A year from now, he will have had two openings to fill--the seats of Justice Sandra Day O'Connor and of Chief Justice William Rehnquist, who is unlikely to attempt to preside over another full term. At the moment no one else on the Court seems inclined to retire, and Bush may never see a third opening. Since the first term of Richard Nixon, no president has had to fill more than two vacancies in a single four-year term.

The situation Bush faces now is similar to what Bill Clinton faced in 1993-94. One conservative and one liberal retired then, one conservative and one liberal are retiring now. Clinton used his picks to push the Court one click to the left. Picking liberals Ruth Bader Ginsburg and Stephen Breyer to replace conservative Byron White and liberal Harry Blackmun meant a 5-4 majority to uphold Roe v.
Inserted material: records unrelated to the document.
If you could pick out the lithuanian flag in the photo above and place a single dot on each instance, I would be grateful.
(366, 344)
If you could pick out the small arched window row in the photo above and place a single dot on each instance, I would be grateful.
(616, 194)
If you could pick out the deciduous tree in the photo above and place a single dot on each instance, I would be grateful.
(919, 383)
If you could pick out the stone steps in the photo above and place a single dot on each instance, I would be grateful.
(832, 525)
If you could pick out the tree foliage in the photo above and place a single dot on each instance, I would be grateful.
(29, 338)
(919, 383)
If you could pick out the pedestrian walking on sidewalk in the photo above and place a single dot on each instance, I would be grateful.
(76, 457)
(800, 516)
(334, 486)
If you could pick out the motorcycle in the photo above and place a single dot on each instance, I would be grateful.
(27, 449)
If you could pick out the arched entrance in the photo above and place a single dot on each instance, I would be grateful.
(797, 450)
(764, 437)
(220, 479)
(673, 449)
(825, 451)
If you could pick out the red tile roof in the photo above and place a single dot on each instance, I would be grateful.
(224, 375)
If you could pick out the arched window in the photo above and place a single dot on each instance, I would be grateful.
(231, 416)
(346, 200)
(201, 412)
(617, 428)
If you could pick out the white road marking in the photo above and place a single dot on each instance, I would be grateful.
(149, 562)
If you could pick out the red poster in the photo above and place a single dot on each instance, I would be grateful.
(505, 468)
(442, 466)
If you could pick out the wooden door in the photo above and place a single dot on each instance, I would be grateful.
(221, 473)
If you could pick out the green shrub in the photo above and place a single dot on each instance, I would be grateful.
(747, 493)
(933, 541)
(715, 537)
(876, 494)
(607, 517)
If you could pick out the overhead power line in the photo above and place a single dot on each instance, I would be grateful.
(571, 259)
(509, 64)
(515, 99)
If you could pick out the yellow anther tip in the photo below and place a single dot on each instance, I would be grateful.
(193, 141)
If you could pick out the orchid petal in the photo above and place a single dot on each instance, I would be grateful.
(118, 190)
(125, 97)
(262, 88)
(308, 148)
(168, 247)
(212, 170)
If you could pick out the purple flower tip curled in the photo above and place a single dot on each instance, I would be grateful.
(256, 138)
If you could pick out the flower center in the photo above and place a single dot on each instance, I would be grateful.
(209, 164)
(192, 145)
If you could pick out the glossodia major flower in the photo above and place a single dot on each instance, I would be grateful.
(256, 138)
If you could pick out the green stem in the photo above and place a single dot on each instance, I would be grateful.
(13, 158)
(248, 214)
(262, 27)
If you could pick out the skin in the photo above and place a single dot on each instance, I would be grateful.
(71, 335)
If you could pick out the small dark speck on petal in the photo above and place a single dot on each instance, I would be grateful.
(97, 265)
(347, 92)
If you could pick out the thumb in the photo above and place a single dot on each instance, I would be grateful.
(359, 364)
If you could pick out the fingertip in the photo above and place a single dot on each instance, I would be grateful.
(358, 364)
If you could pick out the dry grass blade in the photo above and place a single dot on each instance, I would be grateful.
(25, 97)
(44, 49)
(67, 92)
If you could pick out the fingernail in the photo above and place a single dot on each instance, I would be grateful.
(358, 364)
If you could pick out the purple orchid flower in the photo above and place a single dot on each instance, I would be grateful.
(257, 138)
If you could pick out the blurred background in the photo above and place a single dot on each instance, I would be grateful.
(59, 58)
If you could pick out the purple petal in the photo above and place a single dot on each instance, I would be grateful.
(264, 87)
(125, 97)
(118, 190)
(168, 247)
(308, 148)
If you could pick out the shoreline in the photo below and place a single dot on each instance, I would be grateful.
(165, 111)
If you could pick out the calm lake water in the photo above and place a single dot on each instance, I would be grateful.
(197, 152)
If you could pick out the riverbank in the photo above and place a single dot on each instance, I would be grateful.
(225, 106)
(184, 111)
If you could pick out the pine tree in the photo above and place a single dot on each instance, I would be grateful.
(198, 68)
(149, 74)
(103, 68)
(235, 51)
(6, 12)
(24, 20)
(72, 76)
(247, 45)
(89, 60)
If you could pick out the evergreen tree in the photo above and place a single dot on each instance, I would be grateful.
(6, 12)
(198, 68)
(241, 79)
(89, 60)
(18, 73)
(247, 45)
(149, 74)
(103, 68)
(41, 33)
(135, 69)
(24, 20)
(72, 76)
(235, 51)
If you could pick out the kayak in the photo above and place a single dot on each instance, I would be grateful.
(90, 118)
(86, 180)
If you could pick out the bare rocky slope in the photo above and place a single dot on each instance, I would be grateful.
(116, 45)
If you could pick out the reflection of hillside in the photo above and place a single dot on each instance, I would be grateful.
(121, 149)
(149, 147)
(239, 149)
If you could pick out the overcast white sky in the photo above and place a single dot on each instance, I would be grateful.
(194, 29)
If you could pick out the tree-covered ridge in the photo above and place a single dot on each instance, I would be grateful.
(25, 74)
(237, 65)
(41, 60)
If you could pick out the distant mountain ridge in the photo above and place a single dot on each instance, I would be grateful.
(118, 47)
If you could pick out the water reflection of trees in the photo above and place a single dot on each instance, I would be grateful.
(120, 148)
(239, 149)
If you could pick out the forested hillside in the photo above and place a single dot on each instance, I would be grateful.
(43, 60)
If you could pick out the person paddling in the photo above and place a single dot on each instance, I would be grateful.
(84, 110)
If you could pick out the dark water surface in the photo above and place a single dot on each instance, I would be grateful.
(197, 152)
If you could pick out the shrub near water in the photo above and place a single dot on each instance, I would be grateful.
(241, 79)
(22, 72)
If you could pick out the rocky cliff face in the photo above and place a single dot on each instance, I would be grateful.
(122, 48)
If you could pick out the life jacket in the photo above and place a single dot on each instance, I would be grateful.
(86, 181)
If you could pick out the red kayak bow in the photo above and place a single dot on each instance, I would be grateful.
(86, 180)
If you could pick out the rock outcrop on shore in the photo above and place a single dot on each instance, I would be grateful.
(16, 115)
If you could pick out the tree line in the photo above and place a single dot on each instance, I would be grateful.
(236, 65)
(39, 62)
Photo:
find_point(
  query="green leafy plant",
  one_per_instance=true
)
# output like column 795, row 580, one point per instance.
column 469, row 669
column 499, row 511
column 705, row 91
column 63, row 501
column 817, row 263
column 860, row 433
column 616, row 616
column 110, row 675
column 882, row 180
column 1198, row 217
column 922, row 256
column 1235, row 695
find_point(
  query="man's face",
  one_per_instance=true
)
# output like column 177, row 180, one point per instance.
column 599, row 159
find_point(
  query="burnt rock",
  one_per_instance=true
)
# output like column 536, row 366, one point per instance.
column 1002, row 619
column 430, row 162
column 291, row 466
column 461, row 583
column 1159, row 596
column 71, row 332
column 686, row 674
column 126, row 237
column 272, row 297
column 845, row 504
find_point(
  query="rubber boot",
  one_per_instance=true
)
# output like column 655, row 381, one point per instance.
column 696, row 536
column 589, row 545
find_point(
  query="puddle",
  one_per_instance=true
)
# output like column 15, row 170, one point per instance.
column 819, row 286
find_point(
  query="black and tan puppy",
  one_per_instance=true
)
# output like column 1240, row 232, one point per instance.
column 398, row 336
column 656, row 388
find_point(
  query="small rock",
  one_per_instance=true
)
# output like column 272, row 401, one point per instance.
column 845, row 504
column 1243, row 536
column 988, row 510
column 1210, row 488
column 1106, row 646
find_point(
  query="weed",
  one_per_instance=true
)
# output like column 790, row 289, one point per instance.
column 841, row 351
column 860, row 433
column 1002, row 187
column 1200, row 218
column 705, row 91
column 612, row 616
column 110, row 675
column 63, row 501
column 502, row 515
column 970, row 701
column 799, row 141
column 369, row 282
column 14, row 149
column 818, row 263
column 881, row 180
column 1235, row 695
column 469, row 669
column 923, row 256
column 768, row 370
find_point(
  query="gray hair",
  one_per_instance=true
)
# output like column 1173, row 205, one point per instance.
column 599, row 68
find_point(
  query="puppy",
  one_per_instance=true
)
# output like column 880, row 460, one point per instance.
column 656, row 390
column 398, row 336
Wade became 6-3. It meant a 5-4 majority against gay rights became 5-4 in favor (eventually 6-3 when Justice O'Connor added icing to the cake by reversing her 1986 position in 1996). By almost any calculation, it was very good news for the liberal cause on a range of other issues, including affirmative action, capital punishment for minors, and prayer in public
places.

If a year from now Bush has won confirmation for two conservatives, regardless of who the new chief justice is, the pro-Roe majority goes from 6-3 back to 5-4, with at least an outside chance of pro-life forces prevailing on the parental notification case to be decided in the coming term; a probable 5-3 majority for removing "under God" from the Pledge of Allegiance will become an inconclusive 4-4 (Justice Antonin Scalia has recused himself from voting on this issue); and the survival of racial preferences in universities and elsewhere would be in serious doubt.

Equally important would be the impact of such a shift on the psychology of the Court and its politics. Much of politics is momentum. The momentum of the Court toward being a pivotal political power center, rivaled only by the presidency, was resented by Dwight Eisenhower. It was actively fought in the administrations of Richard Nixon and Ronald Reagan. But both these presidential fights failed because an elective institution, in each case a Democratic-controlled Senate, inflicted devastating rebukes to the White House in 1969, 1970, and 1987. The nominees who filled the seats intended for Clement Haynsworth and G. Harrold Carswell (Nixon) and Robert Bork (Reagan) were Harry Blackmun and Anthony Kennedy. Both these men, after an interval of ambiguity, joined the liberal wing of the Court, confirming and raising the morale of the Court in its drive to power.

How did the Court become so politicized? At times in the past, the Court reached for power and found itself thwarted by strong presidents using their elective mandates--Jackson, Lincoln, arguably Franklin Roosevelt in his court-packing campaign in the 1930s, which ended in a kind of stalemate, with the Court maintaining a degree of independence while tacitly ending its campaign to invalidate the New Deal.